Oralism: the superior attitude of modality

Oralism emerged as a predominant communication mode beginning in the 1880s after the infamous "Milan Congress of 1880" at the "Second International Congress on Education of the Deaf" in Milan, Italy, where the delegates (oral proponents) met and declared that oral education or oralism was superior to to manual education and passed a resolution that banned the use of sign language in school.

Shortly after this infamous conference, many Deaf teachers were fired and sign language was banned in schools around the world. From there till the 1960s (the "Dark Age"), many Deaf professionals from writers to teachers declined. Many Deaf people experienced traumas with oralism in their upbringing.

"In my nearly 40 years of life, I've yet to meet a single deaf person who was traumatized by sign language. Yet, I can't count how many were traumatized by mainstreamed and oral education." -- Jeanine Gingras Wiesblatt, on FB, April 12, 2013.

Many Deaf people associate those terms "oralism", "LSL", "AVT", and so on with an experience of pain, coercion, oppression, and other abuses of their natural language acquisition through eye, and the exclusion from their natural human language as well as a damage of healthy identity, and being Deaf.


The oral proponents, such as AGBell (Alexander G. Bell organization), changed this term to other variants: 'listening and spoken language' (LSL), 'auditory verbal therapy' (AVT), and so on, usually capitalized acronomyms such as 'LSL' and 'AVT'.

If you google 'oral' as a single query, the first and the majority of the results on the first page is a dirty word. Pun aside, Amy C. Efron wrote through social media on April 21 that reflects Deaf people's perception, "Oralism is a dirty word.
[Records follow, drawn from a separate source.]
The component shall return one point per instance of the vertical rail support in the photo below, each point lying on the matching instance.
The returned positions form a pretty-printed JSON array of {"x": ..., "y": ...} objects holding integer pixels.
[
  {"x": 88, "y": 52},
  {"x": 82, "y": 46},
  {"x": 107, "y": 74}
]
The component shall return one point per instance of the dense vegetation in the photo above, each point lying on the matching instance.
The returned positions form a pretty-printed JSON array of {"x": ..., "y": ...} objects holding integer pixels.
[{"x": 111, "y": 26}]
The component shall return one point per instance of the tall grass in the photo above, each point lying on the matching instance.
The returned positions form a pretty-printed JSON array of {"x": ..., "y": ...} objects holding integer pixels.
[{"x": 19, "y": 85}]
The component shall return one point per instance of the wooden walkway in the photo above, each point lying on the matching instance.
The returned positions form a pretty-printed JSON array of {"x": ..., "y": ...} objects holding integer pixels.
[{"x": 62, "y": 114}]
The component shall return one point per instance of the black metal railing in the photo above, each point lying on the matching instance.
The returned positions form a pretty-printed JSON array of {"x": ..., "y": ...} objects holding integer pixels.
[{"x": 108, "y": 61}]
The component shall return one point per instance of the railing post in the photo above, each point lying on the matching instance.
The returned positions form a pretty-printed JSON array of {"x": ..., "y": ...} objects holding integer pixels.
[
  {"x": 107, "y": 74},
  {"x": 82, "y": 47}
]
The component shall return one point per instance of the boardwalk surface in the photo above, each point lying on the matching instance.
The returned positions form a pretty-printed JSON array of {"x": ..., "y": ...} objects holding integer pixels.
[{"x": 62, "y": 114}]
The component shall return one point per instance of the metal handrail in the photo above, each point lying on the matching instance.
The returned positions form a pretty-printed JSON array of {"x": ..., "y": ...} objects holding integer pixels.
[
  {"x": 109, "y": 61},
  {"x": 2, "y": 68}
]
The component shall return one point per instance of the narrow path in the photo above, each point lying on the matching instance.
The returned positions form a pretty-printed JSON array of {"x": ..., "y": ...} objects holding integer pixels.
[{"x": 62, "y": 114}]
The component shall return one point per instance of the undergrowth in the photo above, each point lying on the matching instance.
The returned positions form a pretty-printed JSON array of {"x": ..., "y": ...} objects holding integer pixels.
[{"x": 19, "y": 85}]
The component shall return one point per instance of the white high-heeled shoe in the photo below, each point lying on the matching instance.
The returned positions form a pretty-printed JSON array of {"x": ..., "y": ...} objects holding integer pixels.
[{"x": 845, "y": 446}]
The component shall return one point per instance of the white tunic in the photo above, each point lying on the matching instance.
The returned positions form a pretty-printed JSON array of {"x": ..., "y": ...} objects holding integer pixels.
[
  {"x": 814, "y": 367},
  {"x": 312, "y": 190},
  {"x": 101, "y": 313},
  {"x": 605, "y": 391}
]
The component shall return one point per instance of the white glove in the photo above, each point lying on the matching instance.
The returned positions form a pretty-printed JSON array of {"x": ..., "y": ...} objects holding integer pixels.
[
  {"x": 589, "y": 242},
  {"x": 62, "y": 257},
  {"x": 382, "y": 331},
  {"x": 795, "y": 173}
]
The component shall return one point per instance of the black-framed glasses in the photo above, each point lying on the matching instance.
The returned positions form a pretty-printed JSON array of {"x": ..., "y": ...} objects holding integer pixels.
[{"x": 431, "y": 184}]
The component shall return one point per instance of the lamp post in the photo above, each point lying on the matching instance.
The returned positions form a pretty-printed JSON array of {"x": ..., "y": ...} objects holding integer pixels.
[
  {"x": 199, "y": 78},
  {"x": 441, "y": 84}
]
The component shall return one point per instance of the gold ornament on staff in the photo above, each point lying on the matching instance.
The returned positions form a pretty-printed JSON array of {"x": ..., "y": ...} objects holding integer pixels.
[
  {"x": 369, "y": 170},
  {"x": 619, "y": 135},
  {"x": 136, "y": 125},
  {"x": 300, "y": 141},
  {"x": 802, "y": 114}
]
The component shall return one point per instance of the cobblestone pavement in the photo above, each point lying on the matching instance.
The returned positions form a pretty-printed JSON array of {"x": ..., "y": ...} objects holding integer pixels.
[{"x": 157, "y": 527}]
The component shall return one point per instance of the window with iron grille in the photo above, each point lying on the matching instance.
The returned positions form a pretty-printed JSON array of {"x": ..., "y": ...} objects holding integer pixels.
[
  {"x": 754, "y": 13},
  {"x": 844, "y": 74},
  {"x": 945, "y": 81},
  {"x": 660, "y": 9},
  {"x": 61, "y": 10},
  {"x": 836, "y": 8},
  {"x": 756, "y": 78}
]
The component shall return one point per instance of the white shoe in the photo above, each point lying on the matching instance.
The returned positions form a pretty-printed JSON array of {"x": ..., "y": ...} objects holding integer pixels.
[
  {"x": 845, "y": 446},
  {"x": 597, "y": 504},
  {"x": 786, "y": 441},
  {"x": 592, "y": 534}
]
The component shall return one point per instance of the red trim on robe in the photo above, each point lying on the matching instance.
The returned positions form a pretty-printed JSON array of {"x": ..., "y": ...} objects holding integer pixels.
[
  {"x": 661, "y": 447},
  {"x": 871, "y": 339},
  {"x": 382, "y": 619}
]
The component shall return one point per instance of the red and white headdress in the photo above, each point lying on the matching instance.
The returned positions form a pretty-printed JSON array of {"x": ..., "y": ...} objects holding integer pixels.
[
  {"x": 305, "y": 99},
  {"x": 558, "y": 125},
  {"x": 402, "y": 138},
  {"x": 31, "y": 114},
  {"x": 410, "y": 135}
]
Auditory Verbal Therapy is a dirty word."

The term "listening and spoken language" (LSL) -- in other word English Speech Language -- is seen as a twist and crush over the natural human language, American Sign Language (ASL). It means nothing more than speech as a modality. It is not a language but a superior modality.

"Listening and Spoken Language is used to confuse people and putting this higher esteem over American Sign Language. It is a language appropriation." -Amy Cohen Efron

Efron emphasizes that LSL is actually a therapeutic approach; thus, she points out that it should be called 'listening and speaking therapy'. Back to the old term, 'speech therapy' which is what we traditionally have been familiar with.

Misconceptions and myths

The practice and attitude of oralism reflects phonocentrism which is prevalent in this society -- the superiority of aural-vocal modality over visual-spatial modality.

"The rationale for this educational approach, called 'oralism' was essentially a cliche... 'This is a hearing world, and Deaf people must learn to cope with it.' ... That the average Deaf student, upon leaving school, had an academic achievement level equivalent to a hearing student in the third grade was ascribed to his or her failure to learn, not the school's failure to teach. The fact that schools for the Deaf, before signing was banished, had turned out numberous well-eduated graduates was suppressed to the point that very few, even in the Deaf comunity, were aware of it.'" -- Journey into the Deaf World, pp 266-267.

"Signing would inhibit the learning of speech" is another belief that it is not true. Deaf people with the highest education are bilingual.


With the emerging movement of bilingualism (ASL along with written English) in the late 20th century, many Deaf people rise in professions and higher education.

Neuroscience and linguistics studies show abundance evidence that sign language and speech language are equal from the brain's standpoint.

"The human brain does not discriminate between the hands and the tongue. People discriminate, but not our biological human brain." -- Dr. Laura-Ann Petitto, neuroscientist.

The stories in the video above are very much a similar experience among Deaf students back in the old days where sign language was forbidden in Deaf schools.